Grief from loss that is deep, is very challenging. The loss consumes our thoughts, our emotions, our physical sensations, our behaviors – basically, everything that makes up our experiences from moment to moment.
Grief is complicated and unpredictable. There’s no blueprint and no example. It’s messy and beautiful, it hurts us and comforts us, all at the same time. The confusion of living with differing, strong emotions at the same time that are opposing to each other makes this process so unsettling.
Grief is unpredictable - there’s no decipherable pattern. It melds and moves, shows up when it wants to, sometimes provides comfort and then slaps us in the face and we’re deeply sad.

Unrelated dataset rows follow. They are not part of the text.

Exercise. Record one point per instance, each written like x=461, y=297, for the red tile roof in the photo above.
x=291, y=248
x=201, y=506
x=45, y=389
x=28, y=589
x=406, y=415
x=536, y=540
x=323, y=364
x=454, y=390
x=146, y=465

Grief is unique. Each loss is unique so all the emotions associated with the loss are unique. And the mourning is unique because it’s tied to those emotions and that unique loss. Which all comes through to specific memories that enter our thoughts, at any time, and triggers grief.
When my mother passed away, grief was an enigma to me. So complex and varying; yet, so simple at times. That unpredictability. It felt like a pool of differing emotions that varied in temperature to cool but also warm my soul. And this complicated grief still soothes me and overwhelms me, but I’m working on not letting it drown me. I’m learning how to live with it and move it where I need it. Many people use the term “ride the waves” when it comes to grief but I found that grief itself needs to be moved to where it serves me best, and not me moving with it if it doesn’t serve me in that moment.
I’m learning how to live with this loss by re-acclimating myself to my world, by holding myself more, finding new meaning in grace, finding connection outside myself, but mainly holding onto my mother in a new way. That our relationship isn’t over, it’s just different.
And through this process of learning how to navigate this initial grief, I discovered that the tools and skills I had didn’t help me begin to heal – they were just helping me cope. So, I sat with it and tried to make sense of it from a theoretical perspective, to be able to understand why grief feels the way it does, and based on that, learn how to live with it.
I’m finding that choice and the flexibility of choice allow me to navigate when to lean into grief. Choosing when it soothes me and warms me, when I ease in, and choosing when it’s cold and pains me, and when I’m treading water or I avoid the grief. And I’m learning that it’s not all or nothing. That it’s complicated. I choose but it’s still unpredictable. But even so, I have choice in that unpredictability and that’s helping me heal.
If you're experiencing a loss, be gentle with yourself. Grief is a vulnerable, raw thing. It’s a process and it takes time to learn how to navigate it but there is hope and healing.